I would not usually drag my daughter into this column, but she and her friends represent the biggest challenge to this once-great internet brand: how to make it relevant to the next online generation.

With AOL, MySpace and arguably Microsoft, Yahoo is the epitome of the first wave of internet giants entirely eclipsed by newcomers: Google in the world of search, Facebook and Twitter in social media and YouTube in video. It is a dinosaur whose bones will be excavated by MBA lecturers and held up in lessons on the theme of "innovate or die".

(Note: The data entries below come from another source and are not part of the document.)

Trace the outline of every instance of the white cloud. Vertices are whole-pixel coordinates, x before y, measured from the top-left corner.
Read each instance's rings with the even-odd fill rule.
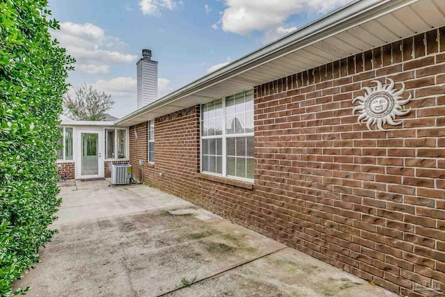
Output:
[[[248,34],[283,26],[296,13],[326,13],[351,0],[227,0],[228,6],[221,17],[225,31]]]
[[[97,90],[111,94],[112,97],[128,96],[136,102],[136,80],[131,77],[116,77],[109,80],[99,79],[91,85]]]
[[[158,79],[158,98],[161,98],[173,91],[174,88],[170,85],[170,80]]]
[[[264,43],[269,43],[273,41],[276,40],[282,36],[284,36],[286,34],[290,33],[296,31],[297,28],[291,27],[291,28],[284,28],[282,26],[279,26],[278,28],[275,28],[269,31],[267,31],[264,33],[263,35],[263,42]]]
[[[177,6],[183,6],[181,0],[140,0],[139,8],[144,15],[155,16],[161,15],[161,9],[174,10]]]
[[[136,56],[127,54],[127,45],[92,24],[60,24],[51,34],[76,59],[77,71],[87,74],[106,73],[113,64],[133,63]]]
[[[88,74],[96,74],[98,73],[107,73],[110,71],[110,66],[108,65],[95,65],[77,64],[76,65],[75,70],[88,73]]]
[[[220,63],[219,64],[216,64],[212,66],[210,66],[209,68],[206,69],[207,73],[213,72],[213,71],[216,71],[220,68],[222,68],[226,65],[229,64],[230,61],[227,61],[224,63]]]
[[[99,91],[111,95],[115,104],[109,113],[118,118],[127,115],[136,109],[137,81],[131,77],[116,77],[109,80],[100,79],[95,83],[87,83]],[[158,97],[165,96],[174,90],[169,79],[158,79]],[[74,88],[70,88],[70,94],[74,94]]]

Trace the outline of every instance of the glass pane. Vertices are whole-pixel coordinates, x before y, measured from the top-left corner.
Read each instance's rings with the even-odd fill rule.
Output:
[[[236,139],[236,156],[245,156],[245,137],[238,137]]]
[[[245,177],[245,159],[236,158],[236,175],[239,177]]]
[[[209,139],[209,154],[216,154],[216,139]]]
[[[216,154],[222,156],[222,138],[216,138]]]
[[[251,92],[250,95],[248,92],[245,95],[245,111],[253,111],[253,91],[250,92]]]
[[[235,98],[234,96],[229,96],[225,99],[225,114],[233,115],[234,113],[235,113]]]
[[[225,117],[225,133],[227,134],[235,134],[235,116],[226,115]]]
[[[105,159],[115,159],[114,129],[105,129]]]
[[[201,132],[201,135],[202,136],[207,136],[207,129],[209,128],[209,122],[207,122],[207,120],[204,120],[201,122],[201,126],[202,127],[202,131]]]
[[[63,160],[63,128],[58,128],[60,132],[60,138],[57,140],[57,144],[59,146],[59,149],[57,150],[57,159],[59,160]]]
[[[215,134],[222,135],[222,117],[215,118]]]
[[[227,138],[226,141],[227,144],[227,156],[234,156],[235,155],[235,139],[233,138]]]
[[[97,133],[82,133],[81,175],[99,174],[97,158],[98,134]]]
[[[227,157],[227,175],[235,176],[235,158],[228,156]]]
[[[215,102],[215,117],[222,116],[222,100],[218,100]]]
[[[246,155],[248,156],[254,156],[254,137],[253,136],[250,136],[250,137],[246,137],[247,138],[247,145],[246,145]]]
[[[209,154],[209,139],[202,140],[202,154]]]
[[[202,171],[209,171],[209,156],[202,156]]]
[[[245,125],[244,122],[244,113],[237,114],[234,120],[235,124],[235,134],[244,133]]]
[[[245,133],[253,132],[253,111],[245,113]]]
[[[216,173],[222,174],[222,157],[216,157]]]
[[[72,128],[65,128],[65,159],[72,160]]]
[[[216,172],[216,157],[215,156],[209,156],[209,171],[211,172]]]
[[[253,159],[248,158],[246,162],[246,177],[253,179]]]
[[[125,130],[118,129],[118,159],[125,158]]]

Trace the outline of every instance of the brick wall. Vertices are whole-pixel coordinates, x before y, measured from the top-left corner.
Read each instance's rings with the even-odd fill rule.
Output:
[[[74,161],[56,162],[60,175],[66,175],[68,179],[74,179]]]
[[[444,38],[434,30],[255,88],[252,190],[197,173],[199,106],[156,119],[145,182],[394,291],[420,296],[412,286],[426,280],[445,290]],[[369,131],[352,99],[385,78],[405,83],[412,111]],[[134,163],[147,141],[132,134]]]

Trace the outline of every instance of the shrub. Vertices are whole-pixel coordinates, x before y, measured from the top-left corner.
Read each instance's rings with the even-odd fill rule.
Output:
[[[0,296],[38,262],[60,204],[54,161],[73,60],[49,33],[47,0],[0,1]]]

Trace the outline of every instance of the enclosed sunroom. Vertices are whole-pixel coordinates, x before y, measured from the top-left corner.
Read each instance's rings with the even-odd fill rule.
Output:
[[[129,131],[113,122],[65,121],[56,165],[67,179],[107,177],[111,165],[129,162]]]

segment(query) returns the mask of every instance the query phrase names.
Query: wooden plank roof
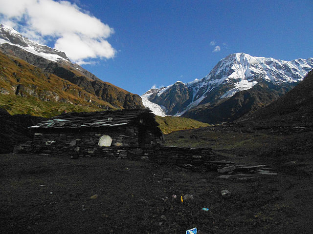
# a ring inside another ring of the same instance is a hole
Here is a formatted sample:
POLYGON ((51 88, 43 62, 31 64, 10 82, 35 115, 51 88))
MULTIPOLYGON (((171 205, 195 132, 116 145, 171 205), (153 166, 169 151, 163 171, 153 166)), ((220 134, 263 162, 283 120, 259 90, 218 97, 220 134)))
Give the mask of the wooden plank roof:
POLYGON ((30 128, 77 128, 116 127, 134 121, 143 115, 154 115, 148 109, 64 114, 43 121, 30 128))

Marissa Mayer's arrival from Google as chief executive last year has done a lot to stem falling morale. Enders Analysis' Ian Maude, says Yahoo staff are more motivated, upbeat and aggressive than they have been for years. And when was the last time a Yahoo senior executive got a spread in Vogue, as Ms Mayer did this month?

But, Vogue aside, it's hard to see how the Mayer-Airey axis can make Yahoo relevant and sexy again. Yes, Ms Mayer has accelerated the launch of apps (Yahoo Weather is really very good – check it before making your bank holiday plans). And she has rightly pushed hard into mobile, a one-way street for internet traffic growth.

But, with so many hipper businesses to join in Silicon Valley and other global tech hubs, Yahoo will struggle to hire the best programmers and engineers to create the next internet success. So the only way it will be able to create such new tech is by overpaying for acquisitions, as with the $1bn takeover of Tumblr in May.

Meanwhile, display advertising revenues continue to shrink. Ms Airey will surely employ her enviable contacts book to bring advertisers over from TV to Yahoo's video offerings. But they will ask her, just as my daughter asked me: "What is Yahoo for?"

I'm afraid there is still no real answer to that.